The Foreman guide uses ElevenLabs for voice narration, speaking in the builder's cloned voice through a serverless endpoint. Voice transport is opt-in only - the system is silent by default.

Development followed a governed relay workflow. Every meaningful change was scoped, executed, verified, and closed out. The repo has 600+ dashboard tests, 700+ repo-wide JavaScript tests, and 30+ governed closeouts documenting what shipped, what did not ship, and what remains intentionally out of scope.

Meridian is not presented as a production city system. It is a deployed proof cockpit that demonstrates how AI-assisted civic decisions can be governed before they are allowed to move forward.

The operating difference

Meridian focuses on a narrow but important question:

Should this AI action be allowed at all?

If the authority is missing, the action holds. If the evidence is missing, the action holds. If the public view needs redaction, the disclosure is bounded. If the decision is challenged, the proof chain remains inspectable.

Meridian treats missing information as a first-class governance signal.

A missing approval is not just a blank field. A missing inspection photo is not something AI should smooth over. Missing evidence becomes a structured HOLD that blocks action until the right proof exists.

That is the system's main behavior: not just producing an answer, but refusing to proceed when the required conditions are absent.

Challenges I ran into

The hardest challenge was making the engineering legible.

Meridian has deep governance logic underneath it: deterministic engines, authority checks, absence detection, audit-chain records, role-aware views, disclosure boundaries, a Foreman guide, scenario playback, and a large test floor. Early versions looked too much like an internal engineering control room.

A judge does not have time to decode an engineering wall.

So the final build challenge was turning the system into a clean story:

A permit. A risky action. Missing authority. Missing evidence. A refusal. A proof chain. A public-safe explanation.

That became the six-act walkthrough.

Voice integration was also difficult. The Foreman needed to speak only during the guided mission and stay silent everywhere else. Getting that right required multiple patches around audio source handling, playback timing, and voice transport boundaries.

The final challenge was building alone. There is no team sitting next to me to gut-check every architecture choice at 2 AM. I used different AI models for strategy, implementation, and validation, with gates between each handoff so no single model could ship unchecked work.

What I learned

I learned that the most useful AI safety behavior is not always better generation. Sometimes it is governed refusal.

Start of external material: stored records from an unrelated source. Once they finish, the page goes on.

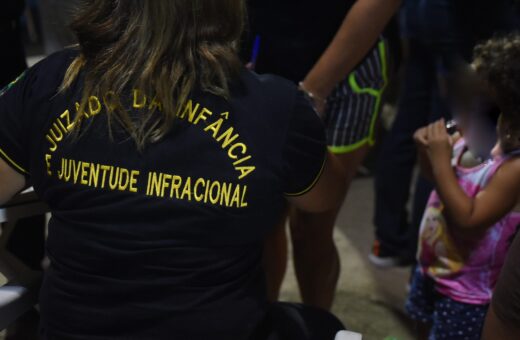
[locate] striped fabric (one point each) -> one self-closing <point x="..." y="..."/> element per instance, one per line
<point x="355" y="104"/>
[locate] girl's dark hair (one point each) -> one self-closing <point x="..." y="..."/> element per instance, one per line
<point x="497" y="61"/>
<point x="165" y="48"/>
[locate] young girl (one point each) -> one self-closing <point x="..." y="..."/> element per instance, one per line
<point x="472" y="216"/>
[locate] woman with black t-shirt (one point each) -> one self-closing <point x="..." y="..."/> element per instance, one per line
<point x="162" y="160"/>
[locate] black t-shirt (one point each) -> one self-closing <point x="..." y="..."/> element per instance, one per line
<point x="295" y="33"/>
<point x="164" y="243"/>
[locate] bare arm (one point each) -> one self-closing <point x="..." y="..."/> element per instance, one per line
<point x="11" y="182"/>
<point x="356" y="36"/>
<point x="329" y="191"/>
<point x="498" y="198"/>
<point x="421" y="140"/>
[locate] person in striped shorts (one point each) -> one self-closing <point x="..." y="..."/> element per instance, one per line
<point x="339" y="51"/>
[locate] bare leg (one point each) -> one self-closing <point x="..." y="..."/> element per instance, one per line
<point x="423" y="330"/>
<point x="316" y="258"/>
<point x="275" y="259"/>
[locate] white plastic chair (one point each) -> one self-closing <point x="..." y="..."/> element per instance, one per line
<point x="20" y="293"/>
<point x="346" y="335"/>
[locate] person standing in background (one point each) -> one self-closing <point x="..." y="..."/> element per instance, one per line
<point x="340" y="54"/>
<point x="13" y="54"/>
<point x="56" y="16"/>
<point x="439" y="33"/>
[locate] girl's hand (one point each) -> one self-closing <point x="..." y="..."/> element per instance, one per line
<point x="440" y="145"/>
<point x="421" y="137"/>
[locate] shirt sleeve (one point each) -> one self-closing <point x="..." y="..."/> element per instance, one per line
<point x="305" y="150"/>
<point x="14" y="141"/>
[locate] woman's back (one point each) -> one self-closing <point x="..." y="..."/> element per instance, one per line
<point x="166" y="240"/>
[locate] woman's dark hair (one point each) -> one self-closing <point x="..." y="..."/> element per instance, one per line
<point x="164" y="48"/>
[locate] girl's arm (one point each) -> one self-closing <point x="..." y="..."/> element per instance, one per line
<point x="11" y="182"/>
<point x="421" y="140"/>
<point x="498" y="198"/>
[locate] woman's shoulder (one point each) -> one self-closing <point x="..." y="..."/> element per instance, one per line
<point x="267" y="86"/>
<point x="48" y="74"/>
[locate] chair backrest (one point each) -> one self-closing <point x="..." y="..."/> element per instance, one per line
<point x="346" y="335"/>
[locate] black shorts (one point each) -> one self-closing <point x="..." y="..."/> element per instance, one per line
<point x="506" y="299"/>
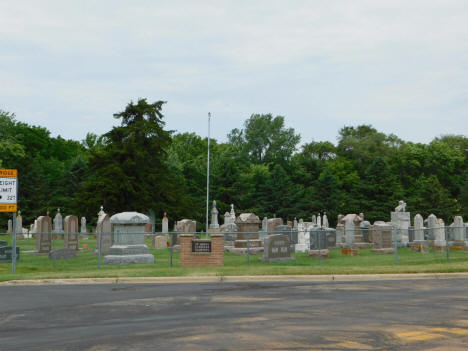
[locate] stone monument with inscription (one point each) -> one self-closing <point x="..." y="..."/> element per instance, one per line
<point x="382" y="236"/>
<point x="71" y="233"/>
<point x="401" y="220"/>
<point x="277" y="249"/>
<point x="105" y="236"/>
<point x="459" y="240"/>
<point x="43" y="235"/>
<point x="247" y="237"/>
<point x="129" y="239"/>
<point x="419" y="244"/>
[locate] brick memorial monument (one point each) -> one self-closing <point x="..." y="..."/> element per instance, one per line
<point x="43" y="234"/>
<point x="104" y="231"/>
<point x="71" y="233"/>
<point x="401" y="221"/>
<point x="318" y="243"/>
<point x="350" y="225"/>
<point x="277" y="248"/>
<point x="247" y="237"/>
<point x="419" y="244"/>
<point x="459" y="242"/>
<point x="129" y="239"/>
<point x="201" y="252"/>
<point x="382" y="234"/>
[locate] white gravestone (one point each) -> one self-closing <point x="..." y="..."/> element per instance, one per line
<point x="439" y="239"/>
<point x="129" y="239"/>
<point x="418" y="229"/>
<point x="58" y="223"/>
<point x="401" y="220"/>
<point x="459" y="232"/>
<point x="214" y="217"/>
<point x="325" y="223"/>
<point x="349" y="232"/>
<point x="83" y="225"/>
<point x="165" y="224"/>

AI systems are good at producing plausible output. Civic workflows need more than plausible output. They need the right authority, the right evidence, the right record, and the right public boundary.

I also learned that missing information can be computational.

When required evidence is absent, the system should not pretend the gap is harmless. It should name the gap, explain why guessing is risky, and block the action until the gap is resolved.

In Meridian, the HOLD is not a bug. It is the product.

What's next for Meridian

The long-term goal is simple:

Cities will use AI. Meridian makes sure AI does not act without authority, evidence, and a public record.

The AI tried to act. Meridian refused. The Foreman explained why. The chain proves it. The city is safer.